Nothing is more beautiful to me than a lawn carpeted with leaves of various shades of brown, red and yellow. There is something in the crunch of leaves under foot during a leisurely stroll that satisfies the primal soul as it drains away the demands of our rushed modern world. Such a scene is surpassed only by leaves animated by the wind. Released from captivity they run along the ground and interact with each other like carefree children; or suddenly they take flight and ride the currents like  great raptors soaring on unseen thermals.

But Fall is more than harvest season or colorful leaves playing in the streets. It is a reminder that we live in a world of constant change. Autumn didn’t just drop out of the sky suddenly, but it has been in a subtle process for weeks now and it slowly but inevitably will dissolve into Winter.

This slow but continual change is as good an analogy for life as can be offered.

For example, I don’t remember when I began to experience physical pain every morning when I move to get out of bed. I only recognize it now that it has reached a certain threshold. Kind of like missing the first few leaves that hint at the approach of fall, but then suddenly catching a sundrenched mountain side of full color. Our perception of change only kicks in when that change reaches a certain threshold and then we are suddenly struck with the reality that things are different. It seems like just yesterday we were celebrating the 4th of July!

To a very great extent, the same is true of life in general. The pile of leaves I jumped in when a child looked just like the pile of leaves I rake up today, but my body will no longer tolerate a belly-flop into that deceptively soft looking pile of leaves. When did this change happen? Like the season itself, I suspect my  physical limitation did not suddenly happen, but it evolved over the course of many years until one day the suddenness of the subtle but relentless change happened.

It was the suddenness of that slow but relentless change that really rocked me just a few days ago. Karen and I were discussing how we would celebrate Thanksgiving Day (the epitome of Fall for me) now that Dad sold his house and would be coming to live with us. Without much thought, I said that perhaps Dad would want to celebrate one last Thanksgiving meal at his house . . .and the suddenness of the change that has been coming for 50 years hit me like a ton of bricks.

I will still stroll in leave covered woods, but it will not be in the woods where my brother and I  played cowboys and Indians. I will still celebrate Thanksgiving Day with family and friends, but after this year, it will never again be in the house where I was nurtured and my parents spent their entire married life. On some level we actually do see change coming, but it almost always takes some defining moment for that change to really hit home . . . and that defining moment always seems sudden.

It is the suddenness of that defining moment that causes many to become reactionary. Change may have been on the horizon for many years, but the suddenness of recognition causes us to try to stop the change. But herein lies a fundamental truth, I cannot stop the leaves turning from green to gold because I do not like the season that follows (here envision winds howling and snow blowing).

I like what the great story teller Garrison Keller says about falling: “It’s not the fall that hurts us, it is the things we do to try to keep from falling that hurts us.” Generally change in our world is not what hurts us, but it is the things we do to try to stop the change that causes us damage.

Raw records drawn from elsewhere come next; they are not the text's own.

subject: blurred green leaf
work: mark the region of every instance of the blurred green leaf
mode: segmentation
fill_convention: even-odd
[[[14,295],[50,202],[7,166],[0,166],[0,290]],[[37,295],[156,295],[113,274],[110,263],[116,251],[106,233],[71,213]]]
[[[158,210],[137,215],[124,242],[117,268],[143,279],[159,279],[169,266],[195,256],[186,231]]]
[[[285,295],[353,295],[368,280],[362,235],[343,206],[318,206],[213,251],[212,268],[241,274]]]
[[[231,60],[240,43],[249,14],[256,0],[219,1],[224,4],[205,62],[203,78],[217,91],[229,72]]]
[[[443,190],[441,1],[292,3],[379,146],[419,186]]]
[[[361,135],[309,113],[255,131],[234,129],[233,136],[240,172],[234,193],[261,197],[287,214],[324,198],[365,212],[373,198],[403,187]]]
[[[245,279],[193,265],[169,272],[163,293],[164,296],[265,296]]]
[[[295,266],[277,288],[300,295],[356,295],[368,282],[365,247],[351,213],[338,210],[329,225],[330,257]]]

We are living in a time of great national distress but that distress is not so much from how things have changed as it is to the lengths and tactics many people are willing to employ to stop that change. Hate, blaming, finger-pointing, demonizing, warmongering, belittling and division will not stop the change that has been coming my entire life anymore than yelling at the trees will stop them from changing colors.  The above mentioned actions only make living in the season harder. Winter is coming whether I like it or not.

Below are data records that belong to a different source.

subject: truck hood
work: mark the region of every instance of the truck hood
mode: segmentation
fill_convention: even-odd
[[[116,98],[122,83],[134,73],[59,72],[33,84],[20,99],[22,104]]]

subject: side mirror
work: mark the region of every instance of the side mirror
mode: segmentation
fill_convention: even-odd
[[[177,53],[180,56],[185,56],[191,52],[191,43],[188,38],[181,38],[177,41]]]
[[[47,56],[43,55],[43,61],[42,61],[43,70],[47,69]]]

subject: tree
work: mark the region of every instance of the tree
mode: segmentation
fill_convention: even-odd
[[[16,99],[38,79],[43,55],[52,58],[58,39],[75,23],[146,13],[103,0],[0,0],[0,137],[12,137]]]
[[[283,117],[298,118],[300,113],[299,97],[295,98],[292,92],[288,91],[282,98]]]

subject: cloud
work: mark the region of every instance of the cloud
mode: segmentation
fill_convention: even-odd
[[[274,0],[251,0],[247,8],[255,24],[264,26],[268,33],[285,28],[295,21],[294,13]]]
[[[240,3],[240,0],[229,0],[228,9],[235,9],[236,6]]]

It is time for Christians to quit engaging in, accepting, tolerating, or ignoring the current atmosphere of the Harlot Rome and to reclaim the humility of Jesus the Christ. This season is the perfect time for confession and healing. We can reclaim Christ by nurturing the spirit of Thanksgiving.

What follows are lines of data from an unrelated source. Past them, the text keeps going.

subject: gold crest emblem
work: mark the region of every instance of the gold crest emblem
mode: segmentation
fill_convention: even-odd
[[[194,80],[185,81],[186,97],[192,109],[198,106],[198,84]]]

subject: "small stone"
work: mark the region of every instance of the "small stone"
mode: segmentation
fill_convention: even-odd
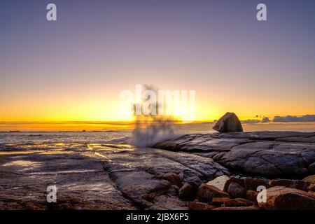
[[[212,199],[212,204],[218,204],[221,205],[224,202],[230,200],[231,199],[230,197],[214,197]]]
[[[232,182],[229,186],[227,192],[231,198],[243,197],[246,193],[246,190],[239,184]]]
[[[312,175],[305,177],[302,181],[308,183],[309,190],[315,191],[315,175]]]
[[[225,192],[227,192],[227,189],[229,188],[229,186],[230,186],[230,184],[232,182],[237,183],[239,184],[241,186],[245,188],[245,181],[244,181],[244,178],[240,178],[232,176],[232,177],[230,178],[230,179],[228,179],[225,182],[225,184],[224,185],[223,190]]]
[[[251,202],[243,198],[230,199],[230,200],[226,200],[223,203],[223,206],[225,207],[239,207],[253,205],[254,205],[253,202]]]
[[[193,200],[196,197],[196,192],[198,189],[198,185],[195,182],[188,182],[185,183],[179,189],[179,198],[183,200]]]
[[[157,178],[169,181],[172,185],[176,185],[178,188],[183,186],[182,178],[177,174],[164,174],[157,176]]]
[[[197,202],[188,202],[187,206],[190,210],[211,210],[218,207],[214,205]]]
[[[257,203],[257,195],[258,195],[258,192],[255,190],[248,190],[246,191],[246,196],[245,198],[248,200],[254,202],[255,203]]]
[[[214,197],[230,197],[229,195],[211,185],[202,183],[197,191],[197,199],[201,202],[212,202]]]
[[[212,127],[219,132],[243,132],[241,122],[234,113],[226,113]]]

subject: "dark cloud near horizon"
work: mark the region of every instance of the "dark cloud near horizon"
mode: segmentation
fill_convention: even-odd
[[[286,116],[275,116],[274,120],[272,120],[272,122],[315,122],[315,115],[304,115],[302,116],[292,116],[290,115]]]

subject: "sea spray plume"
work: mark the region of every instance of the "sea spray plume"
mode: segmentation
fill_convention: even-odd
[[[153,86],[144,85],[144,87],[146,90],[153,90],[155,94],[158,92],[158,90]],[[131,141],[132,145],[139,147],[150,147],[159,141],[180,136],[179,127],[176,126],[178,120],[171,115],[155,115],[154,113],[136,114],[136,106],[141,106],[142,110],[142,106],[145,102],[149,101],[150,97],[149,95],[146,96],[141,102],[138,103],[140,105],[134,105],[136,120]],[[146,105],[148,104],[146,104]],[[161,105],[158,99],[155,104],[150,104],[146,109],[149,112],[155,111],[155,113],[158,113],[158,110],[163,108],[163,106],[164,105]]]
[[[155,144],[180,136],[176,120],[166,115],[138,115],[131,144],[139,147],[151,147]],[[146,120],[144,120],[144,118]],[[150,118],[149,118],[150,117]],[[150,119],[153,118],[153,119]]]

When you read about the very first Pilgrims you don’t get the sense that they blamed their very bad plight on the government in England, or their provincial leaders , or people of a different color for their terrible circumstances. They thanked God for the life they had, for the food they had, for friends and families they had in the midst of the bleakest of times. Our current national distress speaks more to a loss of the Christian spirit of thanksgiving than anything else.

I wonder if we learned to appreciate the colorful leaves instead of complaining about them blowing on our lawns, if we slowed down and noted the subtle colors of the harvest instead of  the complaining about the smells of farming, if we appreciated the multicolored children playing as God’s diversity instead of complaining about them being in the streets,.  If we could simply thank God for our multiple blessings instead of focusing on manufactured woes, wouldn’t life be better?

I am going to kick leaves, watch the harvest, enjoy the cool air, eat a Thanksgiving meal with my 93 year-old father, and thank God for all that is!